Engineering M13

M13 is a phage that target E.coli. Our goal is to create a engineered M13 phage-like particle that will be specific to Xylella fastidiosa. To do so we look into the attachment protein of M13. This protein contain three domains (D1, D2 and D3) and a signal sequence. In filamentous phages, only D1 and D2 are crucial for target attachment. The signal sequence is crucial for the excretion of p3 in the periplasm^[1] and D3 is important for phage formation.

In our design we choose to use M13KO7 from New England BioLab. M13KO7 is an M13 derivative which carries the mutation Met40Ile in gII, with the origin of replication from P15A and the kanamycin resistance gene from Tn903 both inserted within the M13 origin of replication.

In order to engineered multiple phages to infect various pathogenes we first decided to remove D1 and D2 and replace them with the D1 and D2 of X. fastidiosa's filamentous phage^[2]. Thus we design the biobrick with the attachment domains for E.coli [http://parts.igem.org/Part:BBa_K2255008 BBa_K2255008] and X. fastidiosa [http://parts.igem.org/Part:BBa_K2255018 BBa_K2255018]. In our design we initialy wanted to keep the signal sequence and D3 of M13, because their are crucial for the formation of the phage.

To enable D1-D2 switch we insert two restriction site (AvrII and BspI) in the p3 gene which are compatible with XbaI and AgeI. With this modification we remove D1 abd D2 from p3 gene, but we also remove the signal sequence. As we remove it with our construction, we must put another one. Thus we design [http://parts.igem.org/Part:BBa_K2255007 BBa_K2255007].

Another way to engineered M13, is to remove entierely the protein III from the phage genome and to reconstruct it in another plasmid. Thus, we create another part : [http://parts.igem.org/Part:BBa_K2255005 BBa_K2255005], which is the domain involved in the assembly and release of M13 particles.

Phagemid

As M13KO7 genome is not capable to be used for the phage assemblage, we will use a phagemid which will carry a toxin to assemble our ingeneered M13 phage.

We thought about using the [http://parts.igem.org/Part:BBa_K1491017 Super Nova toxin], made by the iGEM team Carnegie Mellon in 2014. This toxin has multiple benefits, because of the production of ROS occuring only in a yellow - orange light, we can produce phages-like particules carring this toxin without killing E.coli. However, when this toxin will be produced in X. fastidiosa with the light coming from the sun, the bacterium will be harmed, even if it is in the Xylem vessels. To optimise the production of this toxin in X. fastidiosa we tried to find a strong and constitutive promoter of this bacterium.

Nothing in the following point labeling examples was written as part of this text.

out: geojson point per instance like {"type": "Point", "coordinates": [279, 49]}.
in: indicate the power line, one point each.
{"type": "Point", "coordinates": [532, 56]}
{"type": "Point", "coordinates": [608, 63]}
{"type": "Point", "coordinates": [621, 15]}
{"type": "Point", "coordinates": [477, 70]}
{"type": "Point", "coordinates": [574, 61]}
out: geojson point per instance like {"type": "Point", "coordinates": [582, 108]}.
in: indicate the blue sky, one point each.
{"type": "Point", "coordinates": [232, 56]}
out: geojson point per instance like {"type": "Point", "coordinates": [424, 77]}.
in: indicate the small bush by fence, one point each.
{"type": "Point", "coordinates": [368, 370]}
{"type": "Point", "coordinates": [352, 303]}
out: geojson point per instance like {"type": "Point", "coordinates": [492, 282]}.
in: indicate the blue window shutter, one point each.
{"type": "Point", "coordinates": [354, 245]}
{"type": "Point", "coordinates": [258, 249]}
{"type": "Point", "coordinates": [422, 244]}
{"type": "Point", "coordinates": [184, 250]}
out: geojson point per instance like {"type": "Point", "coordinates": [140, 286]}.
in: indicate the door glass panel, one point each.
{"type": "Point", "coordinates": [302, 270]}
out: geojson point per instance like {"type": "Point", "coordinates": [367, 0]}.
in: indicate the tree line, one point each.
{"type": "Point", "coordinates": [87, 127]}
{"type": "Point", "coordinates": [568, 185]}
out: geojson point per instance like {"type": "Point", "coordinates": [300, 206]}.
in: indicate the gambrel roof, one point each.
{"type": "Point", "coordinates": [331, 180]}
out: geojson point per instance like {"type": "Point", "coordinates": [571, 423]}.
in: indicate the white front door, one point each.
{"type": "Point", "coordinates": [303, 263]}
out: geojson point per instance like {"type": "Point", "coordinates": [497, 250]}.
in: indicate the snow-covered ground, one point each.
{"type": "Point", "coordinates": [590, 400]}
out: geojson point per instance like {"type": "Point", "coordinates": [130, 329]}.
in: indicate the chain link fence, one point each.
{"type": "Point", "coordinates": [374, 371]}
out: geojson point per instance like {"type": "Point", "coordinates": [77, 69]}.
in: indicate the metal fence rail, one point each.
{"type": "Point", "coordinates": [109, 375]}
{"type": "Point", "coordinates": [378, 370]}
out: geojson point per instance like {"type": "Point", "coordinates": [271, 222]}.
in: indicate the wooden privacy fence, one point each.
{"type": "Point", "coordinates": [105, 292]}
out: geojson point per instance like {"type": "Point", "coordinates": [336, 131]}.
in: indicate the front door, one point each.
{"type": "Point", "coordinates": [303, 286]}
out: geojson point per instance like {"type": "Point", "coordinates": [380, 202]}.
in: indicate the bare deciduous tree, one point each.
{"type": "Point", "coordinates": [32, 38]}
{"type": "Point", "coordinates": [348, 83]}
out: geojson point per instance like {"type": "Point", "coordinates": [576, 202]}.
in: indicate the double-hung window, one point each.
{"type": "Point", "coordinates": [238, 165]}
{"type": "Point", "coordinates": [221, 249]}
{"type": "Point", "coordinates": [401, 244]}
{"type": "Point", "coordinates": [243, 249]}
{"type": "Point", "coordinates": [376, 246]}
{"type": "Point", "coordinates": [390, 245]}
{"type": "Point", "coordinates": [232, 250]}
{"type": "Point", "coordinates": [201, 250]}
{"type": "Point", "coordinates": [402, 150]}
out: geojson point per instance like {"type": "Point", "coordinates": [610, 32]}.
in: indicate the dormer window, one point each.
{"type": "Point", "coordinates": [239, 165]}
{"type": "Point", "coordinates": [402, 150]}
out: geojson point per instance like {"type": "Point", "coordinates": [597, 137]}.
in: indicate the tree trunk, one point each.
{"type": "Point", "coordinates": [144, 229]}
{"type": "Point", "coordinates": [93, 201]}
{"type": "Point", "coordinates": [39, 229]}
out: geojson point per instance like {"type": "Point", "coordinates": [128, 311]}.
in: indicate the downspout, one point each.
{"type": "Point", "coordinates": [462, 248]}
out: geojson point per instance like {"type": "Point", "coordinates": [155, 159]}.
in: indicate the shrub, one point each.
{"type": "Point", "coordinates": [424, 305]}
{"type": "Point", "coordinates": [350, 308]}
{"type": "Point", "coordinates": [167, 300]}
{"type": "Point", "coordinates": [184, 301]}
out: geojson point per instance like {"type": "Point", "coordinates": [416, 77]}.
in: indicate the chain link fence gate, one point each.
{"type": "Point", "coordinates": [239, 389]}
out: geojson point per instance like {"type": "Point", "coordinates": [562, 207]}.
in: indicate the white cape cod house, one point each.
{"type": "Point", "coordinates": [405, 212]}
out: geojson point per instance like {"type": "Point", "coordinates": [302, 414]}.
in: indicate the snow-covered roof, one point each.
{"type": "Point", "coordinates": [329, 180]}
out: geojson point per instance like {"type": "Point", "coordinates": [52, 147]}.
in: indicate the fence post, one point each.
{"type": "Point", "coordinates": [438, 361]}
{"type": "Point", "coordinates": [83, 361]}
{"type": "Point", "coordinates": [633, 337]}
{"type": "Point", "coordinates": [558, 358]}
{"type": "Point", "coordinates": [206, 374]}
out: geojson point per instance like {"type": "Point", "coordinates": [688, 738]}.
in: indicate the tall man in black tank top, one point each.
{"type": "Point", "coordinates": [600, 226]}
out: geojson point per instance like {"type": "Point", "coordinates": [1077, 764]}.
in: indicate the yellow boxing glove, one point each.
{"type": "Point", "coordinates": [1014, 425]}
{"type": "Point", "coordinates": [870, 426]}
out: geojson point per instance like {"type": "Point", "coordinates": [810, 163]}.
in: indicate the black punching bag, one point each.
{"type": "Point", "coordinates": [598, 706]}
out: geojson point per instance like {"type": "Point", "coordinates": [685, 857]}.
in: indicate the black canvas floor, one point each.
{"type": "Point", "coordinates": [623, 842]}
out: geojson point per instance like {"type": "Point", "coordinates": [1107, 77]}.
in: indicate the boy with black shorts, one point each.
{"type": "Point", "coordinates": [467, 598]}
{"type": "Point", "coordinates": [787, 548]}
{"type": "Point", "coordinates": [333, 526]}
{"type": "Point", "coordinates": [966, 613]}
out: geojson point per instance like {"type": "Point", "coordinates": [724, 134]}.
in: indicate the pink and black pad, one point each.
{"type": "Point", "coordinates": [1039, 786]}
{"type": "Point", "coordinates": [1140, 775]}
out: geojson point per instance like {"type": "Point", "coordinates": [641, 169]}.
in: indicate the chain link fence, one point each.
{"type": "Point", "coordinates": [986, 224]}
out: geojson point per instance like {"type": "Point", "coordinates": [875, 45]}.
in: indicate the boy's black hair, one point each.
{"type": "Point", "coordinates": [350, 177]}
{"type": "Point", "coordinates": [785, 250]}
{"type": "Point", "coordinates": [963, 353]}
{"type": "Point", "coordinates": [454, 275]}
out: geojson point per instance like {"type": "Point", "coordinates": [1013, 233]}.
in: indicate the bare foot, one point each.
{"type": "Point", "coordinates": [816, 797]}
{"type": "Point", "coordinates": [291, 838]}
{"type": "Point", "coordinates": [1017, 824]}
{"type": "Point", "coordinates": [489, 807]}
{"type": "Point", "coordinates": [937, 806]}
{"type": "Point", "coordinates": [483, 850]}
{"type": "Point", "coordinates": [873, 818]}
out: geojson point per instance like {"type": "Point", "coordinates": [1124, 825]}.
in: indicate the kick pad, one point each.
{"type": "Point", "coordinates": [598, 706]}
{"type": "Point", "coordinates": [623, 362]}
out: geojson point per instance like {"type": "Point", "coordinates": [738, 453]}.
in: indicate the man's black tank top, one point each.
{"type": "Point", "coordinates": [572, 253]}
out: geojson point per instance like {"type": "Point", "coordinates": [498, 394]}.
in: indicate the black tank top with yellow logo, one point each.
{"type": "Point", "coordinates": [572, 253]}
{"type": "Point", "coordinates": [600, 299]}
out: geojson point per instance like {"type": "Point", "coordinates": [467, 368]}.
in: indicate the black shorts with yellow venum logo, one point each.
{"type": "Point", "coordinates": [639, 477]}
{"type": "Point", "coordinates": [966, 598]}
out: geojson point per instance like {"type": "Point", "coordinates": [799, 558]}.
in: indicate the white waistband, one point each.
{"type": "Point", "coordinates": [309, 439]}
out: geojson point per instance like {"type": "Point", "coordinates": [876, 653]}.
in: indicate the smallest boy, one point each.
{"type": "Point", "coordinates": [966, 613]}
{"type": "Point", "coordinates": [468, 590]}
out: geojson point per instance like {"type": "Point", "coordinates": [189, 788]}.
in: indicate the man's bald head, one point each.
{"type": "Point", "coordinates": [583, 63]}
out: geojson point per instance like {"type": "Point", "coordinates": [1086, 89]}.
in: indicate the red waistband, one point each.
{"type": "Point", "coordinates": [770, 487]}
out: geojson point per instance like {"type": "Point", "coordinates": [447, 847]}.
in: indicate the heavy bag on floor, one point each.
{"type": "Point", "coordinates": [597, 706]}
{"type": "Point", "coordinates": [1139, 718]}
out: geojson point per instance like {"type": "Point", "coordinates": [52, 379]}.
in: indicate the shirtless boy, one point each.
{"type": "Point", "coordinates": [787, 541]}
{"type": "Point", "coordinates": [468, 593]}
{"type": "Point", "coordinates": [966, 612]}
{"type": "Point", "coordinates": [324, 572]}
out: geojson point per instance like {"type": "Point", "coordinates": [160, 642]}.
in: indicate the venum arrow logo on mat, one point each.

To deliver our toxin, either we created a phagemid that contain the [http://parts.igem.org/Part:BBa_K1445000 M13 origin] (oriM13) which will gives it the opportunity to be used in the phage construction, or we used the phagemid pBluescript II KS(+). Both of those phagemid contain a M13 origin of replication and a gene for antibiotic resistance. We insert in both, [http://parts.igem.org/Part:BBa_K608002 E.coli promoter] or [http://parts.igem.org/Part:BBa_K2255004 X. fastidiosa promoter] along with SuperNova gene.

References

1. ↑ Heilpern, A. J. & Waldor, M. K. pIIICTX, a predicted CTXphi minor coat protein, can expand the host range of coliphage fd to include Vibrio cholerae. J. Bacteriol. 185, 1037–1044 (2003).
2. ↑ Chen, J. & Civerolo, E. L. Morphological evidence for phages in Xylella fastidiosa. Virology Journal 5, 75 (2008).